Monday, March 16, 2009

2 kinds of organizations

In Seth Godin’s book “The Big Moo,” he shares inspirational words from 33 of the world’s smartest business thinkers.As he suggests (and offers permission on his website), I’m sharing with you a chapter from the book. Check our library or call me to get a copy. I’m glad to pass one along to you.


Have you ever seen a recumbent bicycle? They look sort of like Easy Rider-style chopper motorcycles, but the seat is even more reclined and there’s no engine, except the driver.

It turns out that recumbent bikes are faster, more comfortable, and more fun to ride than the bikes we all grew up with.

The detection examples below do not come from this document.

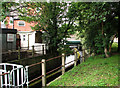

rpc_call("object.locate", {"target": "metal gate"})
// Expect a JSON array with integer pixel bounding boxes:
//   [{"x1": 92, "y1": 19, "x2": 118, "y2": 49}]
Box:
[{"x1": 0, "y1": 63, "x2": 28, "y2": 88}]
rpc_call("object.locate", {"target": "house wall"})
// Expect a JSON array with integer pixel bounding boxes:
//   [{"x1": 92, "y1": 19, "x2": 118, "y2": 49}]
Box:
[
  {"x1": 1, "y1": 29, "x2": 16, "y2": 52},
  {"x1": 18, "y1": 31, "x2": 36, "y2": 47}
]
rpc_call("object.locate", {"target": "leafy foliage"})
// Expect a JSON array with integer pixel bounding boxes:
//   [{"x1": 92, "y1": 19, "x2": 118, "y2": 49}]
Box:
[{"x1": 68, "y1": 2, "x2": 119, "y2": 56}]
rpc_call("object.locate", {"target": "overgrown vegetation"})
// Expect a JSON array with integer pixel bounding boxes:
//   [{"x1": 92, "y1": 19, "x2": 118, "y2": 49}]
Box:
[{"x1": 49, "y1": 54, "x2": 120, "y2": 86}]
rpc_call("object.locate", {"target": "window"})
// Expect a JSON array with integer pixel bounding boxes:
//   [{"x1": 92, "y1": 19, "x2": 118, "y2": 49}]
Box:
[
  {"x1": 23, "y1": 35, "x2": 25, "y2": 41},
  {"x1": 9, "y1": 17, "x2": 13, "y2": 25},
  {"x1": 18, "y1": 21, "x2": 25, "y2": 26}
]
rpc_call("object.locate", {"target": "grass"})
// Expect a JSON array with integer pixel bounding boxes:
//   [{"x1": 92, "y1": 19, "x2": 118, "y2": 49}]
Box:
[
  {"x1": 111, "y1": 42, "x2": 118, "y2": 52},
  {"x1": 49, "y1": 54, "x2": 120, "y2": 86}
]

Speed aside, for anyone with back trouble, neck trouble, or the need to make a spectacle of himself, a recumbent bicycle is a great choice. There are more than a dozen “major” manufacturers of the bikes, each producing a few hundred or a few thousand recumbents a year. In total, the industry accounts for less than 1 percent of all bikes sold.

Here’s the surprising problem: Recumbent bikes are taking off. At InterWest 2005, the giant bike show held every year in Las Vegas, all the major traditional-bike manufacturers were showing off bikes that are beginning to look more and more like recumbents.

They’re just responding to the changing market. Aging baby boomers don’t want a Lance Armstrong bike—instead, they want to be comfortable. So brands like Trek and Giant (which sell, in one day, as many bikes as most recumbent companies do in a year) are starting to push their designs in the recumbent direction.

So why is this a problem? Why isn’t this great news for the existing recumbent manufacturers? After all, they’re already good at building the bikes people want.

It’s a problem because the long-suffering existing manufacturers are delighted that the marketplace has finally seen the light.

“We were right!” they’re thinking, and they’re responding to the competitive pressure of traditional-bike manufacturers’ going after recumbents by making their recumbent bikes more like traditional ones. In essence, they’re emulating Trek while Trek is emulating them.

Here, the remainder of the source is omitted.